La réforme fiscale devant soutenir le Nouveau modèle de développement va faire mal. Nous allons tous devoir mettre un peu d’eau «dans notre thé». Le CESE entend porter sa vision, ainsi que ses recommandations stratégiques sur la réforme fiscale, dans le débat national. En attendant de voir la mouture finale de la réforme, voici quelques recommandations qui pourraient changer notre rapport à la fiscalité.

«Une réforme fiscale au service d’un Nouveau modèle de développement est possible», soutient le Conseil économique, social et environnemental (CESE) dans l’avis n°39/2019, qui vient d’être publié. Le Conseil appelle à un changement de paradigme profond dans la manière d’appréhender la matière fiscale au Maroc, tant sur le plan de la conception de la politique fiscale, de sa gouvernance que de sa mise en pratique. L’objectif étant de « permettre au système fiscal cible de contribuer à la construction d’un socle solide pour le Modèle de développement, à même de répondre aux aspirations et attentes légitimes de tous les citoyens et acteurs intéressés par le devenir du Maroc ». Malgré les investissements publics importants, parmi les plus élevés au monde (plus de 30% du PIB annuellement), le Maroc continue pourtant à être un pays à revenu intermédiaire bas. La prédominance de l’économie de rente et le recours fréquent à des «avantages et privilèges» pour le développement d’activités économiques, favorisant l’inefficience, la faible valeur ajoutée, la persistance des inégalités sociales et territoriales, ou encore la forte concentration économique, les carences structurelles ont caractérisé le modèle économique marocain jusqu’à présent.
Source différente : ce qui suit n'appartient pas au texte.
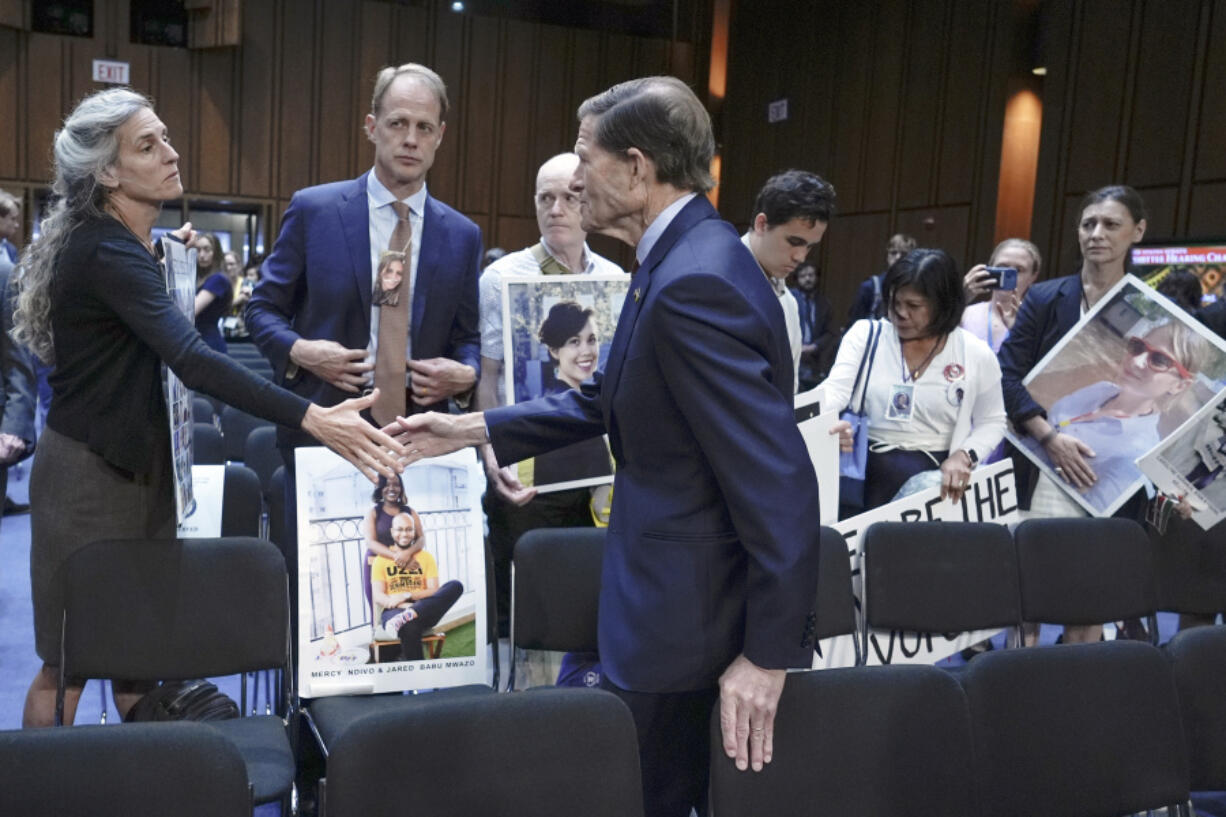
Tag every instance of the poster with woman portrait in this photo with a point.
(180, 281)
(1122, 380)
(391, 577)
(1192, 463)
(557, 331)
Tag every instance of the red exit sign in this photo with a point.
(112, 71)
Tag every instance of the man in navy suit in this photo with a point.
(710, 566)
(312, 313)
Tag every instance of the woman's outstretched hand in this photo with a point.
(342, 429)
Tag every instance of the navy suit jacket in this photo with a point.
(712, 544)
(316, 283)
(1047, 313)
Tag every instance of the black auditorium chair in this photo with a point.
(888, 741)
(1198, 656)
(207, 444)
(202, 410)
(937, 577)
(1191, 567)
(555, 586)
(261, 454)
(1077, 729)
(158, 610)
(1086, 571)
(836, 600)
(182, 768)
(242, 509)
(236, 427)
(537, 753)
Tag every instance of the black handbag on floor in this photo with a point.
(196, 699)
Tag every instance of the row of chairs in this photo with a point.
(933, 578)
(1063, 731)
(958, 577)
(234, 437)
(542, 753)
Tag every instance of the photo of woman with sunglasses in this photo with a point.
(1119, 417)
Pour répondre à ces fragilités, le CESE préconise l’édification d’un nouveau système fiscal qui s’articule avec force, avec les autres politiques publiques, pour favoriser la création de valeur ajoutée nationale et d’emplois de qualité, et pour assurer l’inclusion sociale et la visibilité.
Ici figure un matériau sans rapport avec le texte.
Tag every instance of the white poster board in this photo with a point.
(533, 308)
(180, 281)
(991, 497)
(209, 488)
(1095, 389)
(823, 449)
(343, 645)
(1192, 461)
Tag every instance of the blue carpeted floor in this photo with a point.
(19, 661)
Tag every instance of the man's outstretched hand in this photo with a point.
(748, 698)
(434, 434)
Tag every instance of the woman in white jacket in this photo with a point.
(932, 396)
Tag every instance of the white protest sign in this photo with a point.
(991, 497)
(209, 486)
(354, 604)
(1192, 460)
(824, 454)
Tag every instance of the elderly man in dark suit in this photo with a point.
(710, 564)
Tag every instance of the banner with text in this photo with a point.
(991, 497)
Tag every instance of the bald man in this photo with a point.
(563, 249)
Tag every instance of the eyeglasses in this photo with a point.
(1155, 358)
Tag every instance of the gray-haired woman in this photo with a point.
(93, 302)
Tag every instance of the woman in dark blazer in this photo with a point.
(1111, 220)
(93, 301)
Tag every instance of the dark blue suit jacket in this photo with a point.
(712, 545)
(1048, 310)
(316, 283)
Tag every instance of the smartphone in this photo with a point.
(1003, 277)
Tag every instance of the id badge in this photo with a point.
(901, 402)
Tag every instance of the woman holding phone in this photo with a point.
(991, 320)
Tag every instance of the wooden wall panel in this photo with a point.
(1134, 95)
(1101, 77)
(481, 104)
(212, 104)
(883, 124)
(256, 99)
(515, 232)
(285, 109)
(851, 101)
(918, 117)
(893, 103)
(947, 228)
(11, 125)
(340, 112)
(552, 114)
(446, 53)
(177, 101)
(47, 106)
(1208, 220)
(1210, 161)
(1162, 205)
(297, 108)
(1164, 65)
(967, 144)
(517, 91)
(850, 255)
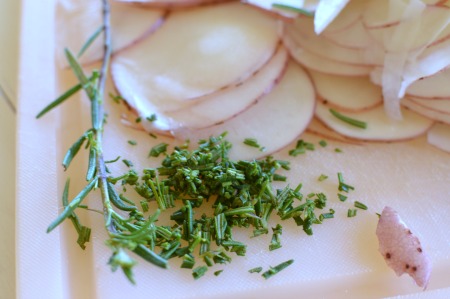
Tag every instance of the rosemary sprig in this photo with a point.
(124, 233)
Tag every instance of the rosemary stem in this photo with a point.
(98, 117)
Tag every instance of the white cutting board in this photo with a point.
(339, 260)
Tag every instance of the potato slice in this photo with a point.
(314, 62)
(401, 249)
(274, 121)
(77, 20)
(225, 104)
(347, 93)
(196, 52)
(379, 126)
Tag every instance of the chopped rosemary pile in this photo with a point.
(240, 192)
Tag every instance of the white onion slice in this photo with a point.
(353, 37)
(347, 93)
(439, 136)
(379, 126)
(171, 4)
(351, 13)
(438, 105)
(426, 112)
(306, 5)
(326, 12)
(77, 20)
(401, 249)
(274, 121)
(436, 86)
(224, 104)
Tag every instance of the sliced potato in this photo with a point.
(379, 126)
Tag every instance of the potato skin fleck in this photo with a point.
(401, 249)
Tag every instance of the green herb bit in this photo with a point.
(251, 142)
(113, 161)
(199, 272)
(360, 205)
(274, 270)
(144, 205)
(342, 197)
(116, 98)
(275, 243)
(322, 177)
(188, 261)
(90, 40)
(255, 270)
(301, 148)
(349, 120)
(351, 213)
(158, 149)
(293, 9)
(342, 185)
(327, 215)
(278, 177)
(128, 163)
(151, 118)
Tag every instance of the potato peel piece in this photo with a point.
(401, 249)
Ainsi, ce système fiscal cible constituerait un pilier fondamental pour le Nouveau modèle de développement qui devra essentiellement assurer la transparence et l’effectivité de l’application des règles à tous, dans le cadre de l’équité et de l’égalité ; réorienter le système de création de valeur vers l’économie productive ; favoriser l’innovation et la montée en charge dans la chaîne de valeur ; réduire les déséquilibres sociaux et territoriaux ; densifier le tissu économique, libérer les énergies et favoriser l’émergence d’une nouvelle génération d’acteurs socio-économiques. Telles sont les orientations majeures que le Conseil économique, social et environnemental estime appropriées à la réforme du système fiscal marocain pour faire de ce dernier un réel levier de développement qui se veut soutenu, inclusif, et au service des besoins et attentes légitimes des citoyens, des générations actuelles et de celles à venir. Les enjeux : Permettre au système fiscal de sortir de la logique d’équilibre entre des intérêts sectoriels et catégoriels, sans cohérence ni synergie, pour être plus en phase avec un cadre favorable à la convergence d’intérêts partagés par le plus grand nombre.
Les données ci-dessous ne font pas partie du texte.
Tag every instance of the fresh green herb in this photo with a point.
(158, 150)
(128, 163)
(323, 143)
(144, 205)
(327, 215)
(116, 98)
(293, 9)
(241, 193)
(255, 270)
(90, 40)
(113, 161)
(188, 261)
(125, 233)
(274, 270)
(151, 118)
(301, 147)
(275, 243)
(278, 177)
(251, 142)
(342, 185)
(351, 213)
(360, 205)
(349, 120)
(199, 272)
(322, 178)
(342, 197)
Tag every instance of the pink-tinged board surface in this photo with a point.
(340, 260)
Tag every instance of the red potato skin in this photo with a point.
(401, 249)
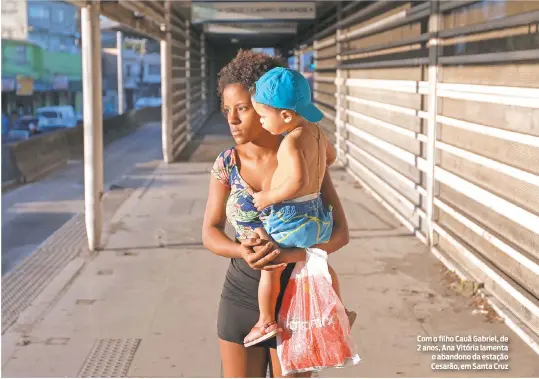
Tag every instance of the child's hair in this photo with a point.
(246, 68)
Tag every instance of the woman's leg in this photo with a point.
(337, 288)
(276, 367)
(335, 282)
(242, 362)
(268, 292)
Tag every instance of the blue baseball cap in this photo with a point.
(284, 88)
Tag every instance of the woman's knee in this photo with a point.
(240, 362)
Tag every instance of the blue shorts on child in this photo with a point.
(302, 222)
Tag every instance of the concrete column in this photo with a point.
(166, 97)
(93, 123)
(120, 62)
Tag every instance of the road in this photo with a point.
(31, 213)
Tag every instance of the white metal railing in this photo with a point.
(412, 110)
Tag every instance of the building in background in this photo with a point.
(41, 57)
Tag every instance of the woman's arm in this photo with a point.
(339, 236)
(213, 227)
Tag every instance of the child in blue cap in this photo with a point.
(292, 210)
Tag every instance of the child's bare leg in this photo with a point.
(268, 292)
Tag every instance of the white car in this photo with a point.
(148, 102)
(56, 117)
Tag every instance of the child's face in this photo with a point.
(271, 119)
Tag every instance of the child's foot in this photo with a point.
(261, 333)
(351, 317)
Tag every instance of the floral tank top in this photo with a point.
(240, 210)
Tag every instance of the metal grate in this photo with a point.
(109, 358)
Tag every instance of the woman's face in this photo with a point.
(243, 120)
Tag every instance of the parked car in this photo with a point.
(56, 117)
(148, 102)
(24, 128)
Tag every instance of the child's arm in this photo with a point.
(291, 156)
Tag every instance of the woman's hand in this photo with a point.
(259, 253)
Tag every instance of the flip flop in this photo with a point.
(262, 332)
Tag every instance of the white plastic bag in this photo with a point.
(316, 331)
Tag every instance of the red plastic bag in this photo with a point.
(316, 331)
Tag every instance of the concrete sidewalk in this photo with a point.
(146, 306)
Les implications stratégiques d’une telle ambition
L’orientation du système fiscal cible vers un rôle plus stratégique, constitue le fer de lance de l’ambition du CESE. Le nouveau système fiscal devrait répondre à un impératif de cohérence, de visibilité, d’équité, d’efficience et d’appui à l’élargissement de l’activité et de la production de valeur ajoutée nationale, pérenne. Le système fiscal devrait également jouer pleinement son rôle de solidarité, de réduction des inégalités et de contribution à la cohésion sociale. Le Conseil propose une réforme rationnelle, profonde, que pragmatique, pour pouvoir engager des évolutions importantes, tout en assurant pendant les différentes étapes du processus de réforme, l’adhésion la plus large. Pour assurer force, efficience et dynamique d’entrainement à cette reforme, le CESE préconise de l’inscrire sur la durée.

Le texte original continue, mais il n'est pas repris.